L’histoire est racontée par Philippe de Vigneulles, chroniqueur messin (1471-1527) et auteur, entre autres, des Cent nouvelles nouvelles conservées depuis 1973, dans un précieux manuscrit des premières années du XVIe siècle (Médiathèque Verlaine, Metz, ms 1562 ).

     Porte des Allemands vue du sud-est  etat en 1667 A. Bellevoye d'apres Israel Silvestre BM Metz      Porte des Allemands vue du sud-est  dessin de Jean Thiriot 1946 BM Metz

Il était alors de coutume que les gens de métiers comme le clergé des paroisses assurent, à tour de rôle, une semaine de présence (de garde ?) sur les tours et les portes de l’enceinte ; le châtelain de la porte des Allemands résolut de s’amuser un peu aux dépends d’un trio qui comptait en son sein le curé de Saint Gorgon (paroisse disparue en 1769, lors de la construction de l’aile sud de l’actuel hôtel de ville). Lors du souper, la conversation avait habilement été amenée, sur un mauvais esprit hantant la porte et accablant les gardiens de tous les maux du monde, puis chacun s’en fut coucher, d’aucuns assez peu rassurés. Le malicieux officier, dès que ses victimes se furent endormies, mena grand vacarme en faisant rouler des boulets de serpentine sur le plancher cimenté du grenier qui se trouvait juste au dessus d’eux « tellement qu’il sembloit que ce fust ung tonnoire ou ung deable qui retomboit en leur chambre, les occupants avoient tant grant peur qu’ils eussent voulus estre au ventre de leur mère ». On s’en tint là pour la nuit, mais tout au long du lendemain, chacun devisa de ce qui c’était passé. Le châtelain prenant un malin plaisir à les alarmer encore davantage en leur disant qu’ils n’avaient encore rien vu de la grande méchanceté de cet esprit, accoutumé notamment à arracher les couvertures des gardiens durant leur sommeil. La nuit vint, tous se retirèrent ; le châtelain qui avait pris soin auparavant de nouer une cordelette à la couverture du lit que devait occuper le clerc, retourna mener sa sarabande dans les greniers. Mais laissons ici poursuivre Philippe de Vigneulles : « Nous sommes tous perdus mes compaignons râlait le prêtre, cest esperit ne nous laissera point en paix » et chacun « de se musser dessoubz sa couverture et à grand peine pouvaient-ils parler, par la peur qu’ils avoient ». Le capitaine tout doucement commence à tirer la couverture du curé ; quand celui-ci sentit qu’on lui tirait la couverture et que ses compagnons étaient tous dans leur lit « il se mit à braire par telle manière, qu’il fut ouï par tout le château, hurlant à ses compagnons qu’on luy tiroit sa couverture, tous avoient si grant peur, qu’ils n’osoient bouger ne lever la tête et tous d’appeler le châtelain que, Pour Dieu, il venist à eux. »
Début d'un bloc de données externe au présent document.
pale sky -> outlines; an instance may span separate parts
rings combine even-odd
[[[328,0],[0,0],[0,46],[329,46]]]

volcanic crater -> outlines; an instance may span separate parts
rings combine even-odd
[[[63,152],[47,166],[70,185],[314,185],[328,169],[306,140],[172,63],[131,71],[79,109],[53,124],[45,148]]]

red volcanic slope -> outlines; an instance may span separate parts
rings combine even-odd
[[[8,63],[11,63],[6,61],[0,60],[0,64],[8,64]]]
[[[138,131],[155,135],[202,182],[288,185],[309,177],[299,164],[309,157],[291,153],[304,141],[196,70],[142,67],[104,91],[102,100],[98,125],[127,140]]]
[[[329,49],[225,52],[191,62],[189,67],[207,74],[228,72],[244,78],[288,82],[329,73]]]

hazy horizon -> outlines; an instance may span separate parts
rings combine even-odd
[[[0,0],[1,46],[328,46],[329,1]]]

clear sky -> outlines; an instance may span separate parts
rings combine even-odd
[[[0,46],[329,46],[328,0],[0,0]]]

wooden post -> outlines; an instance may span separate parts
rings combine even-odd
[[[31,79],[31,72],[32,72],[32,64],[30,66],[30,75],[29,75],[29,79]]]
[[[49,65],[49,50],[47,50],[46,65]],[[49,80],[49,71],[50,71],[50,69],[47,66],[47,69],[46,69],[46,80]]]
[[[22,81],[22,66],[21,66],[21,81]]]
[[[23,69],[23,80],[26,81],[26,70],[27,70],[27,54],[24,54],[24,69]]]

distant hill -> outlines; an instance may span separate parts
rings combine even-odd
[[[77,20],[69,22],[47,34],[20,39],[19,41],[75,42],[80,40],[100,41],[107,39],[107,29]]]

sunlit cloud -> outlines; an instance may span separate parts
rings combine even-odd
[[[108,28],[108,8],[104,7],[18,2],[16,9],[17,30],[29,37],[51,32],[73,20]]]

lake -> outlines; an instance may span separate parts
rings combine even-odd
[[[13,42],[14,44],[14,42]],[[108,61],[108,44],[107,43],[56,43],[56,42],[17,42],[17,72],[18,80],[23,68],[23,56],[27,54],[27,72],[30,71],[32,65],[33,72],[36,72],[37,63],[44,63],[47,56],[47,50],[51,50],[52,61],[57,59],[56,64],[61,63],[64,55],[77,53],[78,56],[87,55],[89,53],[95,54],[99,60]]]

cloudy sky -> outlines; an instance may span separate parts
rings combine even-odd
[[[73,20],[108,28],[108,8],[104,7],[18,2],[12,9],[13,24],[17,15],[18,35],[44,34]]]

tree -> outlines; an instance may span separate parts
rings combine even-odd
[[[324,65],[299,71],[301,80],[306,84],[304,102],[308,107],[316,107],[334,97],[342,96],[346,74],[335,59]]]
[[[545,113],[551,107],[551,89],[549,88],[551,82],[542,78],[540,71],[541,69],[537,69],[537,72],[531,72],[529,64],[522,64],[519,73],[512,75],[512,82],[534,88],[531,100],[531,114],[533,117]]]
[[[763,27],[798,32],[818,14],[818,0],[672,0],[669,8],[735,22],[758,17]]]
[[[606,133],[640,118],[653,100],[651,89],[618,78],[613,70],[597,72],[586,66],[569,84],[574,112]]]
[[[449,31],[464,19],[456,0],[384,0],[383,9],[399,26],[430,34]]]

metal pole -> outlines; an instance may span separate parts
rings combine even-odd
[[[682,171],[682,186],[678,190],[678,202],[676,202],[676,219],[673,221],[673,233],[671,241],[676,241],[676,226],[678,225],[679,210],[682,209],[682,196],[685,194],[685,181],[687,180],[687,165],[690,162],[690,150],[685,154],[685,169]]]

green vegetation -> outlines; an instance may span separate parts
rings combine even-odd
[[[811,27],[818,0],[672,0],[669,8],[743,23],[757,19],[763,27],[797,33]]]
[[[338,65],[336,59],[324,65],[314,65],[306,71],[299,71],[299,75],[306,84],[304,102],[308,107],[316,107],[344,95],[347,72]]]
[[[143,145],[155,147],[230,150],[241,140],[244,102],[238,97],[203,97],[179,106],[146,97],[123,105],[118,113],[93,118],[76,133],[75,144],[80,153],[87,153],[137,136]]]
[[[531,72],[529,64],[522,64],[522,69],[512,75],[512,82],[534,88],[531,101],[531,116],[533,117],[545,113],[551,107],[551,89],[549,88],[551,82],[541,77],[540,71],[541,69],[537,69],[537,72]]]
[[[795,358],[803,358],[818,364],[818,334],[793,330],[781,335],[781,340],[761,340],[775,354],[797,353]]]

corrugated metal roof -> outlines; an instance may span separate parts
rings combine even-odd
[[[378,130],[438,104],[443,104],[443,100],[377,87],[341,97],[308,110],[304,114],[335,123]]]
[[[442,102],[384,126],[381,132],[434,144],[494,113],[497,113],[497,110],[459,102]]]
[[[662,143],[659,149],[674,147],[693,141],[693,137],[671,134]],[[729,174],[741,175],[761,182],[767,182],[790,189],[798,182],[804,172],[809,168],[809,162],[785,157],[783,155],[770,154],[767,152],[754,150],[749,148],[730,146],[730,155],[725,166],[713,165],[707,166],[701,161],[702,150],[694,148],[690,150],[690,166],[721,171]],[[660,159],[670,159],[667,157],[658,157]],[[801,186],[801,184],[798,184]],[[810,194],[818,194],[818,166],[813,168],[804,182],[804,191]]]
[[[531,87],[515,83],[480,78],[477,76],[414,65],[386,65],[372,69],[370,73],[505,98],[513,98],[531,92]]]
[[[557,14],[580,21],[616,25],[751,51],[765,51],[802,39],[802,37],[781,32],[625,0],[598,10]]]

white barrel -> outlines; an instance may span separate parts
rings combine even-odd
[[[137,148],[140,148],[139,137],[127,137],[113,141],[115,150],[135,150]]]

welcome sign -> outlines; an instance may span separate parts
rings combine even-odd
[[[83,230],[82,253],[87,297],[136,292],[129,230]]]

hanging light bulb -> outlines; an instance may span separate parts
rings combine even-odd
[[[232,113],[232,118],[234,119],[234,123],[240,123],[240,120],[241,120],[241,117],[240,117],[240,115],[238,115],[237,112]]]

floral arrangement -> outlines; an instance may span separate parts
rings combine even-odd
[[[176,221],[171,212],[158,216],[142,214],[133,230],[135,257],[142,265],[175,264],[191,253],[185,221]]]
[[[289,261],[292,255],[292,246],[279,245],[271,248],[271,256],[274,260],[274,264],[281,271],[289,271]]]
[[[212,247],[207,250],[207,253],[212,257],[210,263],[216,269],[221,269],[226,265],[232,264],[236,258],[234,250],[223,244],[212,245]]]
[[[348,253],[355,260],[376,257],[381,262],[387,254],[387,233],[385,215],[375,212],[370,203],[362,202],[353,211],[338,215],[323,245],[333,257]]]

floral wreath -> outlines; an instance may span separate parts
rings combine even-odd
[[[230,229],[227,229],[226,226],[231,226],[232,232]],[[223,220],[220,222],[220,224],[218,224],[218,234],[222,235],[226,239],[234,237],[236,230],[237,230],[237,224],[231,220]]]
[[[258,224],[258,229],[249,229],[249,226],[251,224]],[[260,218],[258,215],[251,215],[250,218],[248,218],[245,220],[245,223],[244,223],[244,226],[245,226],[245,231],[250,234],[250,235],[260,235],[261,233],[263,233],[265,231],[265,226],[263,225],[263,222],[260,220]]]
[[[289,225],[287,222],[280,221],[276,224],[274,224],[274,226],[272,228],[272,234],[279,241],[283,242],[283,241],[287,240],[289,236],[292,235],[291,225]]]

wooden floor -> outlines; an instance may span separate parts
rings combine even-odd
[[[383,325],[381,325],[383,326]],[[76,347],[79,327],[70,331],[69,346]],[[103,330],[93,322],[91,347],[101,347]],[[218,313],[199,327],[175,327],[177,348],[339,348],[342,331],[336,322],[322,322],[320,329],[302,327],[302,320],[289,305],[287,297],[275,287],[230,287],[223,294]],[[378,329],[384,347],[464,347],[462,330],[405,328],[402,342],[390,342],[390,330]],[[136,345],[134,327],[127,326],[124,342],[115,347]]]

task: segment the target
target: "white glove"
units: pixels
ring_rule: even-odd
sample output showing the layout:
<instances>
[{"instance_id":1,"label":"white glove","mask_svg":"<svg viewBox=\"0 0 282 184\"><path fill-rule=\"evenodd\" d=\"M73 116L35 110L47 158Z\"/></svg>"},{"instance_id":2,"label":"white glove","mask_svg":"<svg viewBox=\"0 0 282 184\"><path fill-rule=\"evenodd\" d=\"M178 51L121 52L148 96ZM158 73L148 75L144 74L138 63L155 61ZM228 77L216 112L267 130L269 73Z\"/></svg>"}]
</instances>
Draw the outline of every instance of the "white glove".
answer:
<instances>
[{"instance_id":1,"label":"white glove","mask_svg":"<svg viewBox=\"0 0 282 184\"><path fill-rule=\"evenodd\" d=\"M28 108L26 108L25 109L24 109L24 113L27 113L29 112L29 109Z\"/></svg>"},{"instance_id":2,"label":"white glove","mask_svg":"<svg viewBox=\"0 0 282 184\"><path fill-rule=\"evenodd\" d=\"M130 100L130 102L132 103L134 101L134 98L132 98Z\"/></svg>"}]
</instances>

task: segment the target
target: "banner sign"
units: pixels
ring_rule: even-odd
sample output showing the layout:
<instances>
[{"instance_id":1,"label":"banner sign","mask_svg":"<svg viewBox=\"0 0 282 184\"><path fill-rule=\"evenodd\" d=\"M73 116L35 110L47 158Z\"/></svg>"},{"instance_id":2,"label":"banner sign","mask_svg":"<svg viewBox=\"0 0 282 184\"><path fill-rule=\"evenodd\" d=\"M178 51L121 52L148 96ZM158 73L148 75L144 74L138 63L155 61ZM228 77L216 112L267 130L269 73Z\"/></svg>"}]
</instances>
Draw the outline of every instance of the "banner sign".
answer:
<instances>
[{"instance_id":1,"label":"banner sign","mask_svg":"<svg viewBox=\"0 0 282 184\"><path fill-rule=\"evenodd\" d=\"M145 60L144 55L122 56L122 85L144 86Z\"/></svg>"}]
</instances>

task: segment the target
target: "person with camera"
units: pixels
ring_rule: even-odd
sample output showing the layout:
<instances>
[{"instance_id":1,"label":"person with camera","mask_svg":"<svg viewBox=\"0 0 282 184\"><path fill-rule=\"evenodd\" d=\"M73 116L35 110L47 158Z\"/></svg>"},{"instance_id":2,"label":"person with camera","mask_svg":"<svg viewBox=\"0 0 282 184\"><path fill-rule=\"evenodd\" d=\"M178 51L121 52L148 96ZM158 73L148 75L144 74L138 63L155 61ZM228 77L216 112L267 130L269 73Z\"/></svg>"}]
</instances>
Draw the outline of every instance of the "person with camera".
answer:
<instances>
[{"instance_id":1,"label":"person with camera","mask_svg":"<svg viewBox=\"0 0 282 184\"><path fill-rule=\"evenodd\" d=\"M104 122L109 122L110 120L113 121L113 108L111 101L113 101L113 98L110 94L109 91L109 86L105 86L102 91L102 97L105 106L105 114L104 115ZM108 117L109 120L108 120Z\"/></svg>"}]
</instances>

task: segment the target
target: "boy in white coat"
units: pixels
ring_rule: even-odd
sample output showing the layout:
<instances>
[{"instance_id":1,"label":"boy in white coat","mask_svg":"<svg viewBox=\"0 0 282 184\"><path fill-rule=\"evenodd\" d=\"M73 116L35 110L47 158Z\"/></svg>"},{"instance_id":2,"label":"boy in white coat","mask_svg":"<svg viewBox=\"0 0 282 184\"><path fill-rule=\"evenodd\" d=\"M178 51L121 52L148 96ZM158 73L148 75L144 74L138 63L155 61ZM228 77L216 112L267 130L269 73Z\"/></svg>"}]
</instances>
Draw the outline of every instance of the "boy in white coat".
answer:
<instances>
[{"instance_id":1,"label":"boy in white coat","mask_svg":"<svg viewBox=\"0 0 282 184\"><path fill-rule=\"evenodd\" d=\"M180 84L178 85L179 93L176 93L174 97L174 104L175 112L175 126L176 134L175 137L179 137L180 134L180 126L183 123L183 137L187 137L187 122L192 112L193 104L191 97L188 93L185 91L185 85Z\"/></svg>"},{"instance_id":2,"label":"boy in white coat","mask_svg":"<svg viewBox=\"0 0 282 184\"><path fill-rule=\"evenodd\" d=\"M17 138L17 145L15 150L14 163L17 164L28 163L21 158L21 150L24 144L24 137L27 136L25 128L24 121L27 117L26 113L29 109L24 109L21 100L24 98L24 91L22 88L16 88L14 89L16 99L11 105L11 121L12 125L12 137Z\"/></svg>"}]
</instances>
le Grand Diable, détail de la seconde Tentation de st Antoine (3e état 1635)  Jacques Callot BM Metz

Au châtelain, venu s’enquérir du vacarme, le clerc – qui n’ose quitter son lit – réclame son bréviaire ainsi qu’un bâton. L’officier retourne se coucher ou du moins le leur fait accroire mais recommence bientôt à rouler ses pierres comme devant et à grand force de cordelette à tirer la couverture du curé. « Lequel, quant il vit qu’il ne dormiroit point en paix, print un peu de courage et prenant son baston, frappe tant qu’il peut vers le costez où il sentait qu’on lui tirait sa couverture. Le coup fut arrêté par la corde tendue et rebondit en résonnant et le clerc de s’écrier : ‘Ho ho ! Je l’ay estains dessus les ongles ; car n’y voyant goutte, il cuidait avoir donné de son baston sur les griffes ou les ongles de quelque diable. Ce qu’entendant, le capitaine et le chastelain se mordoient les lèvres et crevoient de rire. Toute la nuit se passa ainsi en peur et fremizon, sans qu’ils puissent oncques dormir. » L’affaire fut bientôt connue de toute la cité et quand la supercherie fut à son tour éventée « Dieu sceit la risée et la mocquerie qu’on en fist » dans le petit monde des paroisses et parmi les châtelains et capitaines des portes, car tous appelaient désormais le curé de St Gorgon« le vray champion qui avoit attain le deable sur les ongles ».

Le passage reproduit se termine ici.